Gracias por la locura, Gignac.

Por  : Jaime Garza

Twitter : @JaimeGarza94

Recuerdo bien aquellas mañanas que se me iban y venían revisando Twitter, siempre esperando noticias nuevas del fichaje inalcanzable. El menor movimiento nos revolvía el estomago, porque no creíamos, porque no entendíamos como un goleador en apogeo podría unirse a los nuestros. El sueño se hizo realidad, y entonces todo cambió.
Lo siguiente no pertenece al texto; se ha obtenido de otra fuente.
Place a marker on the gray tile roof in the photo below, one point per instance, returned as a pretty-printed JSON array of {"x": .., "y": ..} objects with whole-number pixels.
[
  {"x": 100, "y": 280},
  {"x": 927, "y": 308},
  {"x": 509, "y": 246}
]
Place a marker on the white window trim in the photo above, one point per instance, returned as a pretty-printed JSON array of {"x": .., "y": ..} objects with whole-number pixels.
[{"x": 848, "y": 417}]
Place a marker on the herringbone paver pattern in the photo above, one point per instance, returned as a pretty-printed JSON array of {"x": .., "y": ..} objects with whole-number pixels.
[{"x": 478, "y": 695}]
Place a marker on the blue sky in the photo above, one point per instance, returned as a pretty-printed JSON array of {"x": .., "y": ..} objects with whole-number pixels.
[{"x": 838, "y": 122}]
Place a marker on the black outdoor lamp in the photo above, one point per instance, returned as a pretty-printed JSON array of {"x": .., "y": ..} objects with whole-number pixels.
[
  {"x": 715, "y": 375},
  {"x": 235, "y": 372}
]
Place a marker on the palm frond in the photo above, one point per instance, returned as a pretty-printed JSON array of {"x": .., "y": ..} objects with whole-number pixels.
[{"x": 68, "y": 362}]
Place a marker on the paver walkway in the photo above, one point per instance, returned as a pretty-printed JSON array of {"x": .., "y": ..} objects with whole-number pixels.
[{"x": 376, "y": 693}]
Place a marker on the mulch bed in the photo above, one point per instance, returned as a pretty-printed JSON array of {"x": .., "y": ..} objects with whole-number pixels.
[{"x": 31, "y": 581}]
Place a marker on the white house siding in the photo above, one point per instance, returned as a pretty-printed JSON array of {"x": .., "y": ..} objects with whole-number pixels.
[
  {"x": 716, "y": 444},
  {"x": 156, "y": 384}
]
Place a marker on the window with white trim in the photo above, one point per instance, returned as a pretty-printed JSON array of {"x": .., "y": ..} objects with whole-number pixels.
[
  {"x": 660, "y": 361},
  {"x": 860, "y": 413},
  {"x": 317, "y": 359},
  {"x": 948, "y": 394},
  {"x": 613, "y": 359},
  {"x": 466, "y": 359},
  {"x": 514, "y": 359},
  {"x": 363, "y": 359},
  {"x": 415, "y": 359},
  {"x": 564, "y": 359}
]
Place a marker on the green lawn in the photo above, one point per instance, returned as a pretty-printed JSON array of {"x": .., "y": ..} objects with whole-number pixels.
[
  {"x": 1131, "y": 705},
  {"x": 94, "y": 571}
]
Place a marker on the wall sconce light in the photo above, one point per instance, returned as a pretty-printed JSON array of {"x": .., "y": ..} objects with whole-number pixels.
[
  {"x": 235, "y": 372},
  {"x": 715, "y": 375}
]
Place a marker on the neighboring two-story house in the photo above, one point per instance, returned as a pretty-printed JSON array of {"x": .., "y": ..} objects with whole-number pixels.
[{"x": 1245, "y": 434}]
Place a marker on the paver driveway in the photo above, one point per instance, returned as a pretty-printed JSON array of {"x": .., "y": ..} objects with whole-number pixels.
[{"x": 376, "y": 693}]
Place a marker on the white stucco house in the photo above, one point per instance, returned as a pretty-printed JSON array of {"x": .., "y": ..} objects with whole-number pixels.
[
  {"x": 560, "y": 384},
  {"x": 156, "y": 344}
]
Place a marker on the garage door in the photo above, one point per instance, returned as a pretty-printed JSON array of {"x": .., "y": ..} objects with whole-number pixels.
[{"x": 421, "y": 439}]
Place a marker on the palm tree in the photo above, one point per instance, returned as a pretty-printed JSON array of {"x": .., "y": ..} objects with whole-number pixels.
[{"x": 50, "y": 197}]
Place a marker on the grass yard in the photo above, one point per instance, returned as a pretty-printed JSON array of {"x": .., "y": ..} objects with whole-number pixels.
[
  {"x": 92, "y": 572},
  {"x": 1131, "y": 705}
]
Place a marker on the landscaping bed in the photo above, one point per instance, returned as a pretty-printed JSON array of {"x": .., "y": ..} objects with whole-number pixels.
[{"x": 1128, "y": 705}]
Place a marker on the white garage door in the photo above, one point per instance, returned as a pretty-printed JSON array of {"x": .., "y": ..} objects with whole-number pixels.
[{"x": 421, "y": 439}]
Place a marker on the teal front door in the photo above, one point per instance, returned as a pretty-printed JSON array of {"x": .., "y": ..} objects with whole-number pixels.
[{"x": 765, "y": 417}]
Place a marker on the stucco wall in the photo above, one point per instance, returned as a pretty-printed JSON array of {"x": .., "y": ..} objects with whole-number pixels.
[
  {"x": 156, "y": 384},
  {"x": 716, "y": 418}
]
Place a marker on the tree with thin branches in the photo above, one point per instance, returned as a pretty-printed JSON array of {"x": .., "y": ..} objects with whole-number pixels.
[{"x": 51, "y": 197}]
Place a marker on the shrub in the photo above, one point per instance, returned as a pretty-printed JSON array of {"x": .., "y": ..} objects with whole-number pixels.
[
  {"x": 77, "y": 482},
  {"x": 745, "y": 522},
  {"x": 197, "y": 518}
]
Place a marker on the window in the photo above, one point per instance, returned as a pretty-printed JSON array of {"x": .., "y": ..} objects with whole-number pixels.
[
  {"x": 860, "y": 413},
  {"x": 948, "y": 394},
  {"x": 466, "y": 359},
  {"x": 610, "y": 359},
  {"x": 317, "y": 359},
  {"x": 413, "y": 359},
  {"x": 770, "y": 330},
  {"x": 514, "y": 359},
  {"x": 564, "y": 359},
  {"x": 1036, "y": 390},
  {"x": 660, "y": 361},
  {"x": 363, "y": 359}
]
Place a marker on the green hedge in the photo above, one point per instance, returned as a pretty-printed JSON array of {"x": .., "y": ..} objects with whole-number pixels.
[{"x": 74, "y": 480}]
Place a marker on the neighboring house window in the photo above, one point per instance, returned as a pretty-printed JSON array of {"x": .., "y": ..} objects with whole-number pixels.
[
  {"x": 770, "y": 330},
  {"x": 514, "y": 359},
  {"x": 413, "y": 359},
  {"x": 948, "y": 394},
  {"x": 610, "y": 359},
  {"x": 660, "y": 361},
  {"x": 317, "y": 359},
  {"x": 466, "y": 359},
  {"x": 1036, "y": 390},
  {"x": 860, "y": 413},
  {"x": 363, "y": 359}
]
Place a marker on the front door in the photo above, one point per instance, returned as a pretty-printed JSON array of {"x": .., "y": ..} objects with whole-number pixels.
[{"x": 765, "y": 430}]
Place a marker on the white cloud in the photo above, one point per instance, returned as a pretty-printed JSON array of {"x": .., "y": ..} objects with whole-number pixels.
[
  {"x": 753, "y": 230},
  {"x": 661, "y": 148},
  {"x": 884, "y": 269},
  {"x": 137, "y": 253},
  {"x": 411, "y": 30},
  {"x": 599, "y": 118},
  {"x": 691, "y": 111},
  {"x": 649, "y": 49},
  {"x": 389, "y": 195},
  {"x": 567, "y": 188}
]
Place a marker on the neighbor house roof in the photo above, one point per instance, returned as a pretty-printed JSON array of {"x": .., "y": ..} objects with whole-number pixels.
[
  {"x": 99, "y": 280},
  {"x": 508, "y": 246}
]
Han pasado 3 años desde que André-Pierre Gignac le dio el “sí” al conjunto felino, y la historia de todos dio un giro de 180 grados. Hoy nuestro escudo presume el doble de estrellas, y no ser el mejor se convirtió en la única forma de tropezar. Es cierto. Probablemente la decisión le restó palmarés internacionales. Pudo haber alargado su trayectoria en Europa, y, ¿por qué no? Vivir nuevamente el sueño mundialista. Sin embargo, sin Tigres en la vida de Gignac nunca se hubiese acabado de conocer como jugador.

El goleador galo es un gitano irremediable. Un bohemio del fútbol que no se halla, que no se adapta sin una hinchada candente susurrándole al oído. Pudo ser más, mucho más de lo que hoy es, sí, pero la espinita le asfixiaría el alma y no sonreiría como acá sonríe semana a semana.

Gracias por locura, Gignac. De nada por tener la desfachatez de seducirte en tus mejores tiempos.